Courrier des lecteurs

Vous avez demandé la police ?

  • Publié le 9 mars 2019 à 11:22
  • Actualisé le 9 mars 2019 à 11:26

La Journée internationale des droits des femmes le 8 mars me rappelle un mauvais souvenir datant d'il y a cinq mois. Au commissariat de Malartic, on ne décroche pas. Tant pis, je rappellerai plus tard. Ah mais non, puisque j'appelle au sujet d'une femme qui se trouve en ce moment même menacée par un homme alcoolisé et menaçant, au passé violent. Il y a urgence.

Je compose le 17 et je tombe évidemment sur le commissariat de ma commune. J'explique que l'incident a lieu ailleurs, que je suis au courant car lorsque j'ai appelé mon amie, elle a décroché mais ne m'a pas parlé : en revanche j'ai entendu la conversation. Autant dire que c'était de sa part un appel au secours, un moyen de me faire comprendre qu'elle était en danger. Ah oui, mais alors il faut appeler Malartic. Je viens de le faire, ça ne répond pas. Ben... normalement, ça répond.

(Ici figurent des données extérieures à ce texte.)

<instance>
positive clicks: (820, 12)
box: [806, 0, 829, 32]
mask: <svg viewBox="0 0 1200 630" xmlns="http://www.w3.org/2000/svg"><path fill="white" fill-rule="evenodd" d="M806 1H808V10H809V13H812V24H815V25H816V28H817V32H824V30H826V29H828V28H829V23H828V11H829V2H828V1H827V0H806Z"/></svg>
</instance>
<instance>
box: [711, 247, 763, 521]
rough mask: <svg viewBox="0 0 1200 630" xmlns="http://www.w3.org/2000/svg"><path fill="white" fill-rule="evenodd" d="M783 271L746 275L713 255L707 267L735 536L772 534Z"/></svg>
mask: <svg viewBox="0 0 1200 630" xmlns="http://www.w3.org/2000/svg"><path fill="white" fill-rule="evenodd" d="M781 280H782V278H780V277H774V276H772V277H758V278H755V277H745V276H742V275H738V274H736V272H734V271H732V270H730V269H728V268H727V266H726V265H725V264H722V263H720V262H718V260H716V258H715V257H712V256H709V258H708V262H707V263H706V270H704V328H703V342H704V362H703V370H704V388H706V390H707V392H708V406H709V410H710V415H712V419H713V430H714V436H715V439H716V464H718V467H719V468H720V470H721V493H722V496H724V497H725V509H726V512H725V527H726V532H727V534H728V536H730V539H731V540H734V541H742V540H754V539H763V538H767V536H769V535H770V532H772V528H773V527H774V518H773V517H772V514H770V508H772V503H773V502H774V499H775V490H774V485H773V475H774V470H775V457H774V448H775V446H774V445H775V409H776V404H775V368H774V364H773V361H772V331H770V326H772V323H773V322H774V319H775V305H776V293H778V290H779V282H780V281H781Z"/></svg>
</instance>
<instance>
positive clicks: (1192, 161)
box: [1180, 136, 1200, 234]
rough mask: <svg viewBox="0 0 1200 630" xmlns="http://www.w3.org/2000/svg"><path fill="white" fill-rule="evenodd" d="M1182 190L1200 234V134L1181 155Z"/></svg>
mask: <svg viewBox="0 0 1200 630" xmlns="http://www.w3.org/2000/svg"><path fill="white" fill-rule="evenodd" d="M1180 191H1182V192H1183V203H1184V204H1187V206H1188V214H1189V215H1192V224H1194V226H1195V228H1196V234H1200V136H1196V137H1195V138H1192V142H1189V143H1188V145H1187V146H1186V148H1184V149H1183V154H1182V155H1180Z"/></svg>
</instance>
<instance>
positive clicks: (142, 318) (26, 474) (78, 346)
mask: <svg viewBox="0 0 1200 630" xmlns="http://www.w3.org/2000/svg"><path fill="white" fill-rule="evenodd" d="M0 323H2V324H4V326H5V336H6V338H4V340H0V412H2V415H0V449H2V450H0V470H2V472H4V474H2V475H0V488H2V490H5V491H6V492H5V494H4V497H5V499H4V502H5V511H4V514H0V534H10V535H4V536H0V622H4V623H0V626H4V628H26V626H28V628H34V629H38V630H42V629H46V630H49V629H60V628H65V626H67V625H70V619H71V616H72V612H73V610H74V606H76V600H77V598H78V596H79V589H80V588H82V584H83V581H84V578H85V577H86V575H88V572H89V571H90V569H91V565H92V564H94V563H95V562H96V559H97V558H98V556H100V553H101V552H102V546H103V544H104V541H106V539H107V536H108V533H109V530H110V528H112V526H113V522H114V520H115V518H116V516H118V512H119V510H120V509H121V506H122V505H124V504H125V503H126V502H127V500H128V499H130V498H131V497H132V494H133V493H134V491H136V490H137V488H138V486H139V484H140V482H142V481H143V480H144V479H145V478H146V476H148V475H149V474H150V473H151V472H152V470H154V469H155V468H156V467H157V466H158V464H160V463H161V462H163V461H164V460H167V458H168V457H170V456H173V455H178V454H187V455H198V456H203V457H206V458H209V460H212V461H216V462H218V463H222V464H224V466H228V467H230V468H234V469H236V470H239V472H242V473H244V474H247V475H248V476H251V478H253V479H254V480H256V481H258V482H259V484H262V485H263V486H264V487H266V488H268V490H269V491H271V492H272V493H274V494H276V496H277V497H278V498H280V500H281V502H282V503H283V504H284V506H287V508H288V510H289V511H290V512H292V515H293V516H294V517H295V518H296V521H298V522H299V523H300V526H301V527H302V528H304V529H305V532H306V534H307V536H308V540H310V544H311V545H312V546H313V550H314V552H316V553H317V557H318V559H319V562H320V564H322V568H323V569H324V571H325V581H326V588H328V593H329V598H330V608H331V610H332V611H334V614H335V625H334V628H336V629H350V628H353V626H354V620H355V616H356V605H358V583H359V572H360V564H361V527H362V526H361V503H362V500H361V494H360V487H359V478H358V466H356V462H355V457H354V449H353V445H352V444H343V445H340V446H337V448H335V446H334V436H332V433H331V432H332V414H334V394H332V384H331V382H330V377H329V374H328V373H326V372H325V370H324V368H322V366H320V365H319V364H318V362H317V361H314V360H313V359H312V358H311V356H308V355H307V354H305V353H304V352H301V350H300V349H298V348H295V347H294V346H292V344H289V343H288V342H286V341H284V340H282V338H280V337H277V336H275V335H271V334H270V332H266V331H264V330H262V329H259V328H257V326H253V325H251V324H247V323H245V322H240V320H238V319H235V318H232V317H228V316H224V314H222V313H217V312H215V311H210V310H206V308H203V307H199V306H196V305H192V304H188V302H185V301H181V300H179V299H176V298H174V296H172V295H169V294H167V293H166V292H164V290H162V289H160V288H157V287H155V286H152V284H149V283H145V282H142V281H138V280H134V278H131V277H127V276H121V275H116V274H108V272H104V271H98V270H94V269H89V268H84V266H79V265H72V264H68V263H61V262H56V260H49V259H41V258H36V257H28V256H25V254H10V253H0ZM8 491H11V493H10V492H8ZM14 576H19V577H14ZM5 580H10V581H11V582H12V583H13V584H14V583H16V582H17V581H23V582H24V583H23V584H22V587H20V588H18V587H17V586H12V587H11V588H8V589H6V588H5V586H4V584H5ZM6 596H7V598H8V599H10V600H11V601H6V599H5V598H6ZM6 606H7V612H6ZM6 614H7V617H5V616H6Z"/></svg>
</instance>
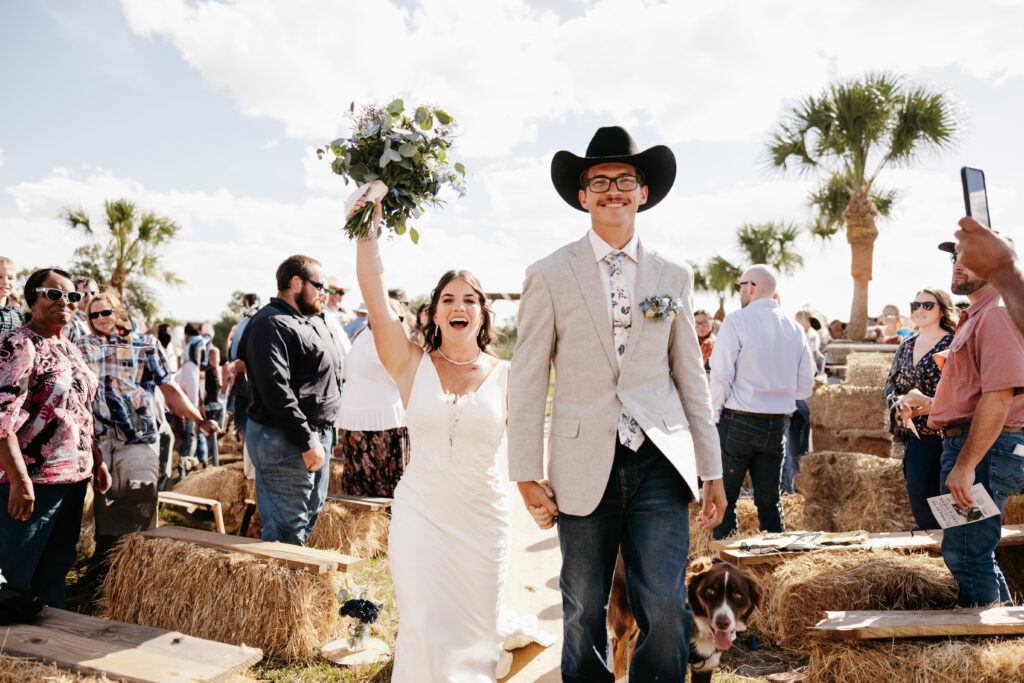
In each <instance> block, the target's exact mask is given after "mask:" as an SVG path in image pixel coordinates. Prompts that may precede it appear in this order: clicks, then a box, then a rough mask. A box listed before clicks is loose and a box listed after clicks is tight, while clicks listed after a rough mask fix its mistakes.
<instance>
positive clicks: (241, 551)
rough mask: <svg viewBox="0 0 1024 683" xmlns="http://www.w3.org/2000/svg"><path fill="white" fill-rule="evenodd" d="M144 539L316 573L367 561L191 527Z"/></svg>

Là, je fais ce que l'on est de plus en plus souvent obligé de faire pour être écouté : je commence à parler plus fort... Normalement, peut-être, mais pas maintenant. D'accord. Enfin on m'écoute, on note, on promet de contacter la police à Saint-Denis, on me conseille de rappeler Malartic.
À Malartic, par inadvertance sans doute, ça décroche. Je m'explique pour la deuxième fois. Et pendant qu'une femme est en danger, on me répond d'appeler le 17...

Il se trouve que c'est exactement ce qui s'était passé quand mon amie avait appelé elle-même auparavant : en attendant d'être frappée par son ex-mari, elle était renvoyée d'un numéro à un autre, un de ces numéros étant un numéro d'URGENCE, je le rappelle. Là, bien sûr, je parle plus fort pour faire comprendre que je ne vais pas passer mon après-midi à me faire balader pendant qu'une femme est en danger. La réponse vaut des points : apparemment le standard du commissariat n'existe pas que pour moi, il y 1 million d'habitants à La Réunion paraît-il... je ne savais pas qu'ils dépendaient tous de Malartic... et surtout quand j'ai appelé la première fois, le standard n'était pas occupé : ça sonnait dans le vide, c'est différent. Le préposé n'était pas en train de gérer une autre affaire au téléphone, il devait être en train de draguer à la machine à café ou je ne sais quoi.

Ce n'est pas le pire. Le pire c'est de m'avoir répondu : si c'est aussi urgent que cela, appelez les pompiers.

Oui, mesdames, vous avez bien lu. Il existe à Saint-Denis un flicaillon indigne de porter l'uniforme qui vous répondra d'appeler les pompiers si votre conjoint ou votre ex-conjoint vous agresse et vous violente. Attendez d'avoir le visage tuméfié, l'arcade sourcilière qui pisse le sang, un bras cassé, mais ne dérangez pas le petit monsieur du standard de Malartic. Pourquoi ne pas appeler directement la morgue ?

C'est comme ça qu'une opératrice du SAMU de Strasbourg a envoyé à la mort la jeune Naomi Musenga en décembre 2017. Heureusement pendant ce temps-là, deux vrais policiers ont fait leur travail : celui qui a tenu sa promesse de contacter Saint-Denis et celui qui m'a immédiatement appelé et a su me rassurer au lieu de me demander " pour qui je me prenais ", comme on l'avait fait à Malartic. Je les remercie chaleureusement. Il se trouve qu'entretemps mon amie avait pu s'échapper, qu'elle était sous la protection de la police – déjà en route vers chez elle – et que son ex-mari avait été interpellé.

Cette fois-ci, tout s'est bien terminé. Mais la prochaine fois ? Pour une autre femme ? Pour celle qui aura le malheur de tomber sur la même personne que moi à Malartic, le mercredi 3 octobre 2018 à 16h 30 ? Que cet individu en bleu se rassure : il aura une autre chance de se rendre coupable de non-assistance à personne en danger. Les femmes battues, ça ne manque pas à La Réunion.